Stake in Informatica
Earlier this month, it was announced that Microsoft (MSFT) and Salesforce (CRM) have joined private equity firms Canada Pension Plan Investment Board and Permira Advisers in the $5.3 billion leveraged buyout deal of Informatica (INFA). As we mentioned in Part 1, this is the largest LBO (leveraged buyout) deal in 2015. However, the size of the stakes invested by Microsoft and Salesforce haven’t been disclosed.

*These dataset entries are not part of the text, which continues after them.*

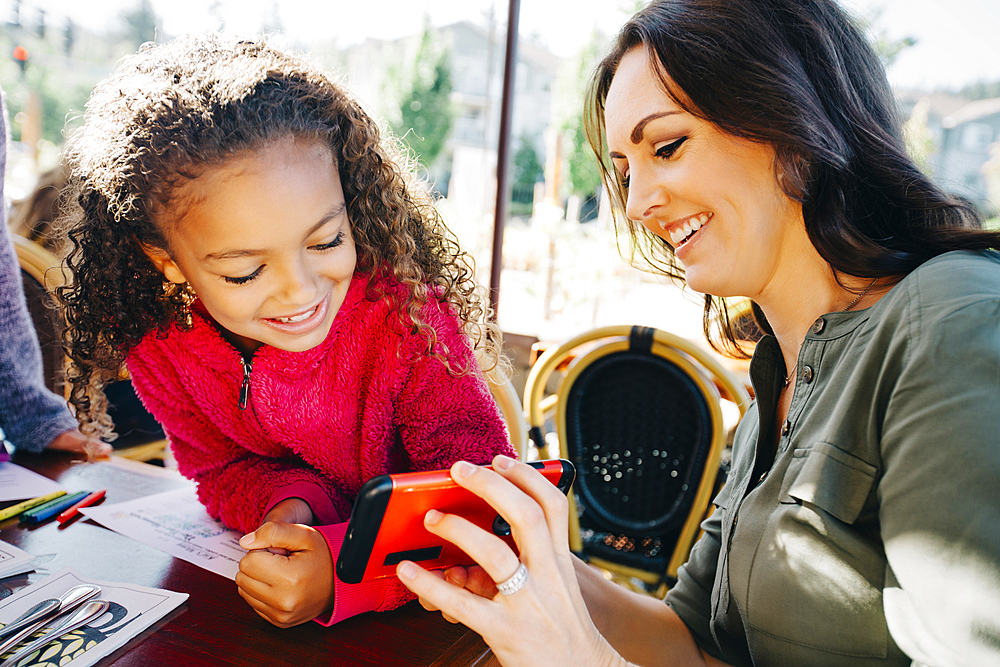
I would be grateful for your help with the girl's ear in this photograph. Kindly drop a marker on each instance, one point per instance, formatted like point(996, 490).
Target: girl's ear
point(163, 263)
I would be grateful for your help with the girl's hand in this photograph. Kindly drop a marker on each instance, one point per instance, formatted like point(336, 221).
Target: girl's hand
point(545, 622)
point(286, 589)
point(290, 510)
point(74, 441)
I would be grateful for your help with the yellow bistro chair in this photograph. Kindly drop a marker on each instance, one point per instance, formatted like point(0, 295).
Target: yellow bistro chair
point(638, 412)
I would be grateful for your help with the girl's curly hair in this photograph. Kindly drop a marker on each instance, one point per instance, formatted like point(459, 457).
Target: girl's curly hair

This LBO deal was completed in the second week of August 2015.
Informatica’s chairman, Sohaib Abbasi, stated that “Now as a private company, with a long view measured in years, not quarters, we will have more flexibility and more time to implement our transformative innovation road map and to evolve our business model.”
After the announcement of converting Informatica into an LLC, hedge funds that stand to benefit from the deal include Elliott Management, Vanguard Group, and BlackRock Fund Advisors. According to 13F filings, Elliott Management owned ~8% shares of Informatica with an average price of $36.99 per share. The hedge fund also stated that it believes that Informatica shares are undervalued. It has also started talks with Informatica’s management and board members regarding “steps to maximize shareholder value.”
Informatica’s revenue has been rising at a steady pace with a gross margin of 81.75% for 2Q15. Currently, Informatica has free cash flows of $42 million—compared to $37 million in 2Q14. Informatica’s revenue growth in the last ten years has been 14.10%. The EBITDA (earnings before interest, tax, depreciation, and amortization) and free cash flow growth stand at 0.20% and 21.30%, respectively. In the last 12 months, the revenue, EBITDA, and free cash flow have grown at 9%, 0.50%, and 40.80%, respectively.
In comparison, NetScout’s (NTCT) revenue grew by 6.60% in the last 12 months. You can get diversified exposure to Informatica by investing in the First Trust ISE Cloud Computing Index Fund ETF (SKYY). It holds 3.51% of the stock.